Britain's industrial output tumbled by 1.7 percent in September from the August level, official data showed on Tuesday, sparking concern over the strength of the nation's economic recovery. Industrial production also sank by 2.6 percent in September on a 12-month comparison, the Office for National Statistics (ONS) added in a statement.
The data was much weaker than market expectations, which had been for a smaller monthly drop of 0.4 percent and for an annual decline of 1.3 percent, according to analysts polled by Dow Jones Newswires.
The main cause was the oil and gas sector, where extraction tumbled by 20.9 percent - the biggest drop since records began in 1997. The ONS said maintenance on a number of sites caused the output drop.
Capital Economics analyst Samuel Tombs said that the industrial production data suggested that "the economic recovery is quickly losing momentum again".
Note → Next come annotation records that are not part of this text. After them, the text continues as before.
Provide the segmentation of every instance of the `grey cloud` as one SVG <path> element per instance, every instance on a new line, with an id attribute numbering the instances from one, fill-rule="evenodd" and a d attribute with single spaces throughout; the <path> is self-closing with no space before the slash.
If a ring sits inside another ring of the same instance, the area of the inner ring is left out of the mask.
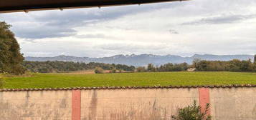
<path id="1" fill-rule="evenodd" d="M 76 35 L 75 37 L 79 39 L 115 39 L 114 36 L 106 36 L 103 34 Z"/>
<path id="2" fill-rule="evenodd" d="M 29 13 L 28 16 L 22 14 L 20 16 L 24 15 L 24 18 L 16 18 L 15 20 L 13 16 L 9 16 L 9 15 L 0 14 L 0 18 L 6 19 L 7 21 L 14 23 L 12 29 L 16 36 L 23 39 L 37 39 L 74 36 L 77 33 L 76 30 L 74 30 L 74 28 L 77 26 L 86 26 L 88 24 L 115 19 L 132 14 L 169 7 L 174 8 L 179 4 L 180 4 L 179 2 L 175 2 L 171 4 L 107 7 L 98 10 L 94 8 L 64 10 L 64 11 L 36 11 Z M 21 15 L 20 13 L 17 14 Z M 14 15 L 15 14 L 10 14 L 10 16 Z M 30 19 L 27 17 L 30 17 Z M 26 20 L 22 21 L 22 19 Z M 22 23 L 21 21 L 27 23 L 27 25 L 21 24 Z M 40 25 L 33 26 L 32 24 L 29 23 L 39 23 Z M 28 26 L 33 26 L 28 27 Z"/>
<path id="3" fill-rule="evenodd" d="M 170 29 L 169 32 L 171 34 L 179 34 L 179 33 L 177 31 L 176 31 L 175 29 Z"/>
<path id="4" fill-rule="evenodd" d="M 200 25 L 200 24 L 232 24 L 256 17 L 256 14 L 250 15 L 222 15 L 220 16 L 213 16 L 203 18 L 199 20 L 185 22 L 181 25 Z"/>
<path id="5" fill-rule="evenodd" d="M 110 51 L 147 51 L 147 50 L 160 50 L 164 49 L 166 46 L 165 44 L 148 44 L 148 45 L 140 45 L 140 44 L 104 44 L 98 46 L 98 47 L 104 49 L 104 50 L 110 50 Z"/>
The ONS added that manufacturing output, which excludes mining and quarrying, as well as the electricity, gas and water supply sectors, rose 0.1 percent in September from August, but fell by 1.0 percent on an annual basis.
House prices slip
British house prices slid in September, falling for a fourth month in a row, as the weak economy weighed on the property market, a leading survey showed on Tuesday.
House prices fell 0.7 percent in October, after falling by 0.4 percent the previous month, according to data from home-loans provider Halifax.
Halifax, which is part of state-controlled Lloyds Banking Group, added that the average house price in Britain stood at £158,426 ($253,231, 197,777 euros) in October, which was 1.7 percent lower than one year ago.